Old People Need Electric Cars

2012 Fisker Karma. For young, rich, sexy people.

A lot of new electric cars are marketed as being cool in a green way, with the likes of Tesla Motors and Fisker Automotive making sexy and sporty cars aimed at the trendy rich guy with an "eco conscience". Whilst these cars give plug-in motoring a poster child or two (and A-listers something much nicer to drive than a pious Prius), that is not the right way for electric cars to be going. Nope, old folk need them more.

You see, today's elder popularity grew up in a bygone age, where 'gay' meant 'happy' and communication usually required a quill or direct eye contact. To a lot of them, the modern car must be a baffling and devious machine. You might have to deal with a clutch pedal (which could make for jerky driving as one's legs grow tired), there's a steering wheel covered in buttons that do Lord-knows-what, a dashboard similarly swathed in functions and "Infotainment" - a word that didn't even exist in the 1950s - and when it inevitably breaks down or needs an MOT/service, you need to take your car to a garage where an oily-handed man with very little hair talks "jargon" at you before asking for a hefty sum to keep your independence intact.
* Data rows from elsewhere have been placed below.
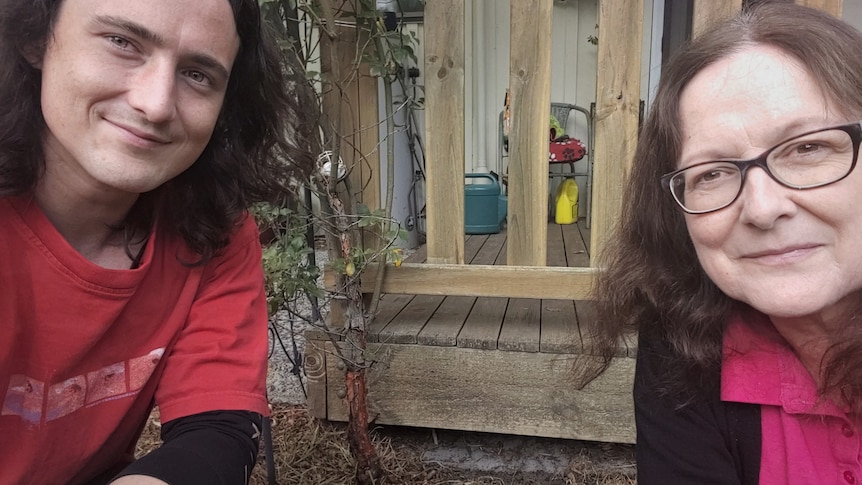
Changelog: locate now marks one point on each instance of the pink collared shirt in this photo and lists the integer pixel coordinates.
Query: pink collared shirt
(806, 440)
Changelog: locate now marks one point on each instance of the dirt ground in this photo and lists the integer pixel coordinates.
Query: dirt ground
(308, 451)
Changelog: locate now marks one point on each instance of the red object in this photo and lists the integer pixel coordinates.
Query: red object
(566, 150)
(84, 349)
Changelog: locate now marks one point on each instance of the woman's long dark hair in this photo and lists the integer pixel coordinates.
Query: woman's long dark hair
(652, 281)
(262, 137)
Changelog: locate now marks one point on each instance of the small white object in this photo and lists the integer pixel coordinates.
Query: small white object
(324, 162)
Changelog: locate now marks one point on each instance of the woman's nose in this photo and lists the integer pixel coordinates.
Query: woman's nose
(763, 200)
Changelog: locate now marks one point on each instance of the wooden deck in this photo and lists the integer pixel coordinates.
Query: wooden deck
(485, 363)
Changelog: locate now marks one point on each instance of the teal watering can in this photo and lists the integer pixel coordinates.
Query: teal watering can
(485, 207)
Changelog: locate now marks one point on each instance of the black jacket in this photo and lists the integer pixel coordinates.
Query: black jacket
(690, 441)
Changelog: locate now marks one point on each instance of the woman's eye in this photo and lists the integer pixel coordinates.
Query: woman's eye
(198, 77)
(804, 148)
Plus you need to buy a car that isn't broken in the first place (that pension pennies can afford you), then insurance, tax which could cost anything from £0 to £430, and you have to keep going to a petrol station to fill the damned thing up with money to prevent yourself from winding up still at the side of the road waiting for the AA man to arrive and talk "jargon" at you in a slightly condescending manner before towing you home and charging you more money. It can all be something of a nightmare. Cars are too complicated for some people.

An electric car, on the other hand, has very few of these things. Inevitably, there will still be some "Infotainment" to learn to use, but if your grandchild's Nintendo DS is easy to work out, surely that is too? Especially now that more and more cars just have a big screen for all that stuff instead of myriad cryptically-labelled buttons. Also, you just have to put it in D, ease off the brake and coast around at 25mph as usual with consummate ease, and when you do, there's no engine for you to wear down by going everywhere at 1500-2000rpm, just a few batteries and a whirring electric motor turning the front wheels (Tesla and Fisker Karma aside). You won't have to keep forking out for petrol (although unless Nissan's "Battery Swap" scheme gets under way, your electricity bill might jump up a little), and there's also much less to go wrong in an MOT/service, with no fluid levels to top up and that pesky petrol motor replaced with mere batteries and a big electric motor, which will last for years and years before you need to replace them. The massive drop in moving parts means a massive drop in potential beakdowns. Plus, there's no tax on "Zero-Emission vehicles", so it can cost almost nothing to run (even the sporty Tesla costs just 4p per mile), especially if Fisker's idea of putting a solar panel on the roof to provide extra charge becomes popular among EVs, like it should.

2011 Nissan Leaf, for normal people. Well, the ones with £26,000 at least.
The problem with this observation is that one of those foibles is not yet addressed: electric cars are still very expensive. The very normal-looking Nissan Leaf to your eyes' left costs around £31,000, which is at least £10,000 more than equivalent cars such as the Ford Focus, Vauxhall Astra, VW Golf and Renault Megane. Even with the government giving you £5000 of that back, it is still a lot, and I seriously doubt that the majority of elderly drivers buy their cars new, as pensions and over 50 plans won't pay for commodities such as a shiny new car, so in effect it's even more expensive than the usual choice. The easy thing to say at this point is "give it another 5 years - electric cars will be just as good as combustion-engine cars by then", but people have said that pretty much every 5 years for the last decade or two, maybe longer. Viable EVs like the Nissan Leaf, electric Citroen C1 and Mitsubishi i-MiEV have been around for a little while now and are still very thin on the ground. Less-than-viable hideous plastic low-range low-speed deathtraps like the G-Wiz and all the other stupidly named e-snotboxes available in the UK are hard to find outside of London. It's looking like things are on the verge of changing - the Leaf is the European Car Of The Year - but I still think that EVs won't genuinely take off for another 5-10 years, and only then can the elderly start doing the car equivalent of swapping a record player for a CD player.